The major screening that is uniquely for men revolves around the prostate.  Two things happen to a man’s prostate: it always enlarges and it occasionally becomes cancerous. 

Benign Prostatic Hyperplasia (BPH)

Every man’s prostate will enlarge, though not all men will experience symptoms due to this.  Common symptoms include a reduction in the power of the urinary stream, a need to wake up at night to urinate (more than once or twice), and a sudden urge to urinate.  This is a benign process which does not always need to be treated. 

 

Prostate Cancer

The bad news is that if a man lives long enough, he is very likely to develop prostate cancer.  The good news is that most of the time, especially in much older men, this cancer is very slow growing and non-aggressive.  The problem is that it is hard to tell how aggressive the cancer is without invasive testing.  An aggressive prostate cancer that is left untreated will often spread and can be fatal.

 

Recommended Screening

All men over 40:

  • annual prostate examination

All men over 50:

  • annual PSA (prostate specific antigen) blood test and examination

With the combination of these two tests, the vast majority of prostate cancers can be picked up while still very localized and easily treated.

 

For men with a close relative (father or brother) with prostate cancer and African American men, this screening should begin at age 45.

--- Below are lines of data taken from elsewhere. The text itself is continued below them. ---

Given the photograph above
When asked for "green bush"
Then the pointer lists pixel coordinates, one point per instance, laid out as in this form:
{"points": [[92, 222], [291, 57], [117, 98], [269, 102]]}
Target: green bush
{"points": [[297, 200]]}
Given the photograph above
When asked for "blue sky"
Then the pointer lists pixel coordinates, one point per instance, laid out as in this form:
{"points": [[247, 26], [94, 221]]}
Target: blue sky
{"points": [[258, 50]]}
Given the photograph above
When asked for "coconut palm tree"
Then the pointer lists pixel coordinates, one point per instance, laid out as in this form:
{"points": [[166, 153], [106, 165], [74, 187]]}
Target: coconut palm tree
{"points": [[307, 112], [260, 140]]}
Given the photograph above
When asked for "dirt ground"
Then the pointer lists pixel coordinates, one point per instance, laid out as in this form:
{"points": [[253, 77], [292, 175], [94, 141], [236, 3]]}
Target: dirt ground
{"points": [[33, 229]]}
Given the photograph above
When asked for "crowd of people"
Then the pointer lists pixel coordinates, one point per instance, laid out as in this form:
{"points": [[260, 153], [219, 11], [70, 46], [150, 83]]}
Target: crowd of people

There is some recent data suggesting that it may not be beneficial to screen for prostate cancer at all.  In our practice we recommend screening from age 45-50 until age 75.  Hopefully in the next several years we will have more accurate screening for prostate cancer. 

 

For younger men

It recommended for men age over 18 should regularly (ideally every month) do testicular self exam.  A normal testicle should feel like a hard boiled egg.  Any lump with the tissue of the testicle should be examined by a physician.